The study investigated the effectiveness of Peek school eye health, a smartphone-based sight test and referral system versus standard care.
It compared the performance of both the Snellen Tumbling-E card and the Peek Acuity test to a standard backlit EDTRS LogMAR visual acuity test chart. We did a cluster randomised controlled trial to compare the Peek school eye health system with standard school screening care, delivered by school teachers.
Sensitivity was similar for the Peek test and the standard test and specificity was lower.
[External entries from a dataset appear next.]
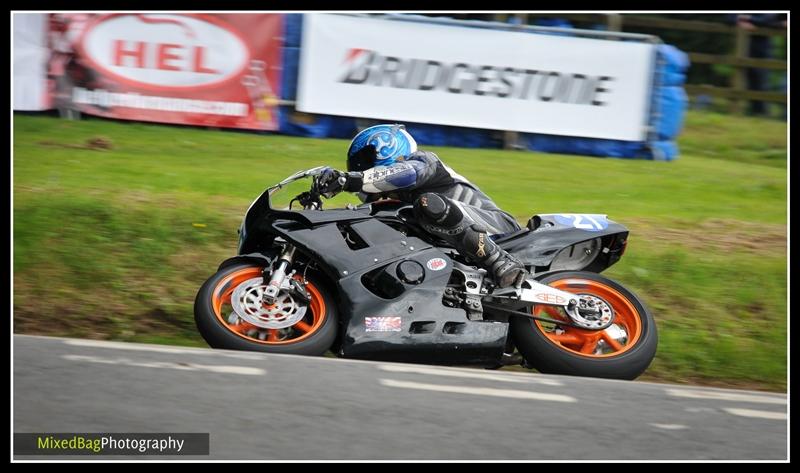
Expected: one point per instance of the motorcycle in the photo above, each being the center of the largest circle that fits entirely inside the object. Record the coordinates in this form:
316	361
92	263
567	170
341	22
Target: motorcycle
368	282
Of the 295 eligible public primary schools in Trans Nzoia County, 50 schools were randomly selected and assigned to either the Peek group (n=25) or the standard group (n=25).
10579 children were assessed for visual impairment in the Peek group and 10 284 children in the standard group.
Visual impairment was identified in 531 (5%) of 10 579 children in the Peek group and 366 (4%) of 10 284 children in the standard care group. The proportion of pupils identified as having visual impairment who attended their hospital referral was significantly higher in the Peek group than in the standard group.
The Peek school eye health system increased adherence to hospital referral for visual impairment assessment compared with the standard approach among school children. This indicates the potential of this technology package to improve uptake of services and provide real-time visibility of health service delivery to help target resources.